Only a couple of times in my life have I been involved in a project where a single highly-motivated developer worked independently on a project without a need to communicate about changing requirements, share development and code-review effort with others, or coordinate with external teams that owned systems that had to be integrated. In those rare cases I don't know that that daily standups add much value.

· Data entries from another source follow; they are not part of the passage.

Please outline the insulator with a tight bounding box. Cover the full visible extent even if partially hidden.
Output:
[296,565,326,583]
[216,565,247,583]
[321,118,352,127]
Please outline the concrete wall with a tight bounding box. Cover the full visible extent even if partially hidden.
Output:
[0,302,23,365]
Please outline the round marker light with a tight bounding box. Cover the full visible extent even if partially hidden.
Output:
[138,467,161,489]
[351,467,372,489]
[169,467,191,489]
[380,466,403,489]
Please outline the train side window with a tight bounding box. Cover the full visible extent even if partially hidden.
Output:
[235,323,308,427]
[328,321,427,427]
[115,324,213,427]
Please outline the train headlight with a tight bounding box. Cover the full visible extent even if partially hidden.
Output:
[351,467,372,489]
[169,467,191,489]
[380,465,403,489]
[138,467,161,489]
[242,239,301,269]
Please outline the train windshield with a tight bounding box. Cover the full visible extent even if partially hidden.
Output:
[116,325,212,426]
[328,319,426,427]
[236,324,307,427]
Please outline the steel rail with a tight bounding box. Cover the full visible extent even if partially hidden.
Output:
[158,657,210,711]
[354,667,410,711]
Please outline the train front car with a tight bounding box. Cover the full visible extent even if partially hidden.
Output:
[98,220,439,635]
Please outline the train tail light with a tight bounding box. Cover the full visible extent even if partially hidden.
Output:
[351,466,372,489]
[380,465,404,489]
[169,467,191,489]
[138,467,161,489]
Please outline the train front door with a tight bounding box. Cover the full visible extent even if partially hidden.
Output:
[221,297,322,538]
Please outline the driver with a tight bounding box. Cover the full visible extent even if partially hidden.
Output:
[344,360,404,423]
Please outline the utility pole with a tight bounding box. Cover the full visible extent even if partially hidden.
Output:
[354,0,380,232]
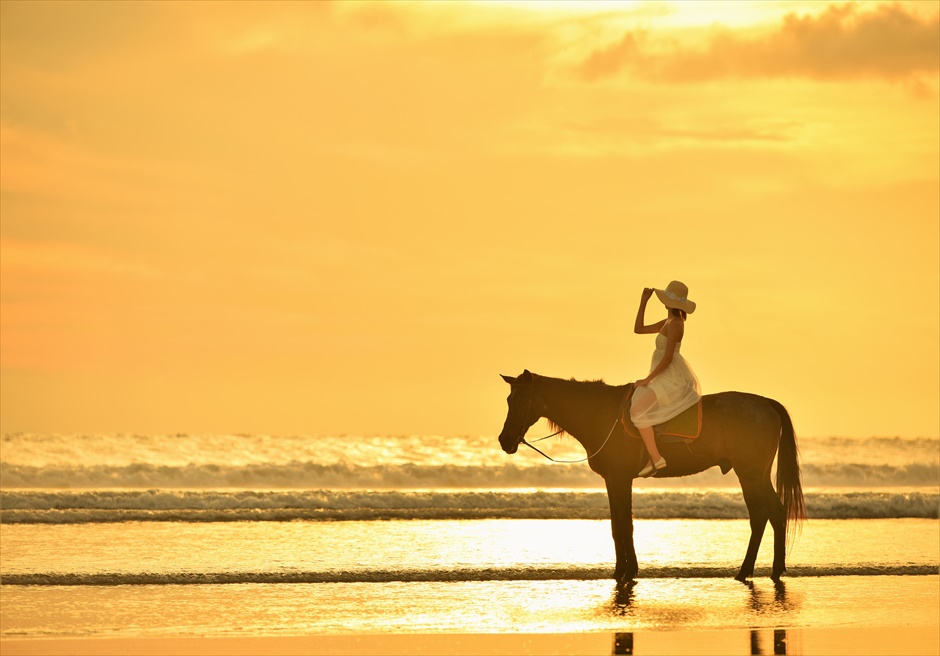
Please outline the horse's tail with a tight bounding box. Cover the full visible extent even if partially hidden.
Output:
[768,399,806,541]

But in all other cases I think daily standups add value, and if you do them right I find that they add a lot of value for the time invested. The value is two-fold. The most important part is communication. Sharing your low-level progress with team members allows them to coordinate all the places where the work overlaps, whether that is working on an API that someone else needs to call or just setting up time to do a code review of a large feature that's about to be ready for review. The second benefit is in maintaining the focus on results. Even when one has the best of intentions, it is easier to deliver clear value every day when you expect to stand up the next day and say whether you accomplished what you committed to yesterday. Social pressure is a highly effective tool, one which you can apply to yourself as well as to others.

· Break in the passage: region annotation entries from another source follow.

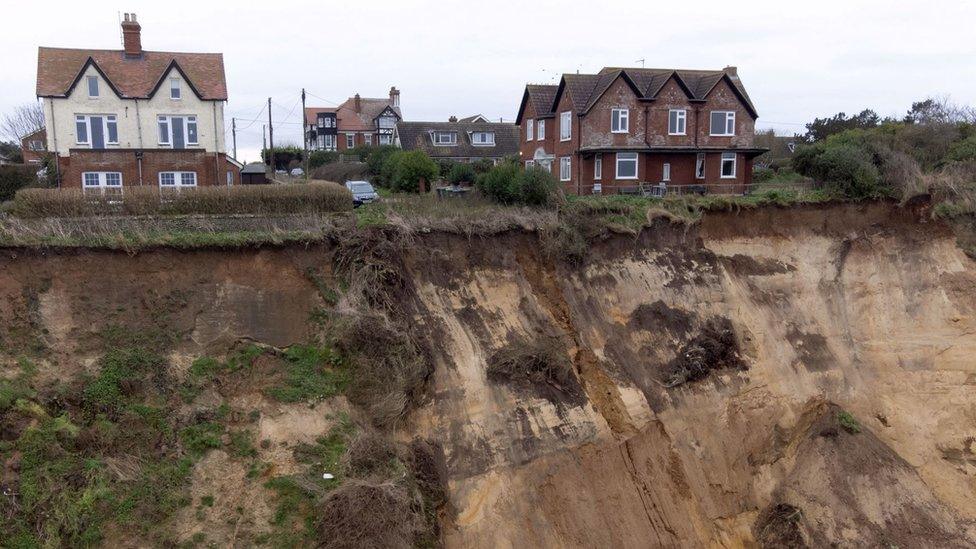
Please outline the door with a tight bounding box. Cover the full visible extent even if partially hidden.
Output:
[170,116,186,149]
[88,116,105,149]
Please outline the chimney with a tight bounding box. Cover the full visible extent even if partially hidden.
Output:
[122,13,142,57]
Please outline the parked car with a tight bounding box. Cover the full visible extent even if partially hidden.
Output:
[346,181,380,206]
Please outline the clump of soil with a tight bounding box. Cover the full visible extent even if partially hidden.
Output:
[627,299,692,337]
[318,480,425,548]
[663,318,746,387]
[488,341,585,404]
[752,503,809,549]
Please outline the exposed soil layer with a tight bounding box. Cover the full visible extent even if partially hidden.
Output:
[0,199,976,547]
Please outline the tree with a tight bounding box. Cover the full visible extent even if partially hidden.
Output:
[0,103,44,143]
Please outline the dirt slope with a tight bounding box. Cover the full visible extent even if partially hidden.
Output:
[0,204,976,547]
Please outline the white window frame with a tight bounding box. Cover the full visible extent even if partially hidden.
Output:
[610,107,630,133]
[75,114,119,147]
[613,152,640,179]
[433,130,457,147]
[559,111,573,141]
[719,152,739,179]
[708,111,735,137]
[156,114,200,147]
[668,109,688,135]
[157,171,198,189]
[85,74,101,99]
[559,156,573,181]
[81,172,122,194]
[471,131,495,147]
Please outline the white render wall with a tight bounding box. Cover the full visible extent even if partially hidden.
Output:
[44,66,225,156]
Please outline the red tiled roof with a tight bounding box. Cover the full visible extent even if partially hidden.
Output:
[37,47,227,100]
[305,107,336,125]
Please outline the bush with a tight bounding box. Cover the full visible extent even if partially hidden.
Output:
[0,166,38,202]
[11,182,352,217]
[308,151,339,171]
[447,163,475,185]
[378,151,440,193]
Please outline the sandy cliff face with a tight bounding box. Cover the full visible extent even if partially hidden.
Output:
[0,204,976,547]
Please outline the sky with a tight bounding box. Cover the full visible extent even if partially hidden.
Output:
[0,0,976,161]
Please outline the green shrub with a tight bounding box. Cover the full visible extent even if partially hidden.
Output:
[0,166,38,202]
[447,163,475,185]
[12,182,352,217]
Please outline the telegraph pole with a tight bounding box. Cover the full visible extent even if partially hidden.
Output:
[268,97,275,177]
[302,88,308,180]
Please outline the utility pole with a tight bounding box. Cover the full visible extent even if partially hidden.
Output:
[268,97,275,177]
[302,88,308,179]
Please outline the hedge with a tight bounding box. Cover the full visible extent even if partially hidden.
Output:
[10,182,353,217]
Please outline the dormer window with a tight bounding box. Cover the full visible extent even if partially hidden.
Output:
[471,132,495,147]
[434,132,457,146]
[87,76,98,99]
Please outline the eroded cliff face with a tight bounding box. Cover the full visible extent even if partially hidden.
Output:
[0,204,976,547]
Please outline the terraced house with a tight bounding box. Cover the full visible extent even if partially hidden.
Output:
[37,13,240,192]
[516,67,764,194]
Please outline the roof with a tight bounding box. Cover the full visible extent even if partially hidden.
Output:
[336,97,403,131]
[396,122,519,158]
[37,47,227,101]
[305,107,336,125]
[516,67,757,123]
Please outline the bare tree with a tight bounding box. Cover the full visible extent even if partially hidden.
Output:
[0,103,44,143]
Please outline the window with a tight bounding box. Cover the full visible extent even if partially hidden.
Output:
[668,109,688,135]
[75,114,119,147]
[81,172,122,194]
[159,172,198,189]
[471,130,492,146]
[708,111,735,135]
[559,111,573,141]
[86,76,98,98]
[617,153,637,179]
[156,115,197,149]
[610,109,630,133]
[434,132,457,146]
[722,153,735,179]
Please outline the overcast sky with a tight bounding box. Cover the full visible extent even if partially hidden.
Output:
[0,0,976,161]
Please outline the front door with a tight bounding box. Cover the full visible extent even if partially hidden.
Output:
[170,116,186,149]
[88,116,105,149]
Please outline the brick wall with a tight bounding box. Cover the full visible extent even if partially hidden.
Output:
[58,149,240,188]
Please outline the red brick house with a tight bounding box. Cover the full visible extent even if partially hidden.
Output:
[37,13,240,192]
[20,128,47,164]
[516,67,764,194]
[305,86,403,151]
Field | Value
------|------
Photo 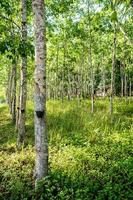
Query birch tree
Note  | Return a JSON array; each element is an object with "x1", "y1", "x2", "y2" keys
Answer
[
  {"x1": 33, "y1": 0, "x2": 48, "y2": 183},
  {"x1": 18, "y1": 0, "x2": 27, "y2": 146}
]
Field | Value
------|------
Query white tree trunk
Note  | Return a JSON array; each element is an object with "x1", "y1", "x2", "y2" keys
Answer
[
  {"x1": 18, "y1": 0, "x2": 27, "y2": 146},
  {"x1": 110, "y1": 24, "x2": 116, "y2": 114},
  {"x1": 33, "y1": 0, "x2": 48, "y2": 183}
]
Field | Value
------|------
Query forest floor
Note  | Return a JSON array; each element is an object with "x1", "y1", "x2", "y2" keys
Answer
[{"x1": 0, "y1": 99, "x2": 133, "y2": 200}]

The other half of the equation is the time invested. I've seen "standups" that morph into a daily hour-long status meeting in which 9 different developers each spend 5 minutes talking about their work. That isn't a good use of people's time. The ideal standup (in my opinion) is very short and very focused. Each person takes just a couple of sentences to say what they accomplished yesterday, what they'll be working on today, and if they need help with anything. All discussion happens afterward (and those not involved leave the room). It requires some discipline to build good habits, but to me, a quick focused meeting like that (with a reasonable-sized team) feels energizing, not wasteful.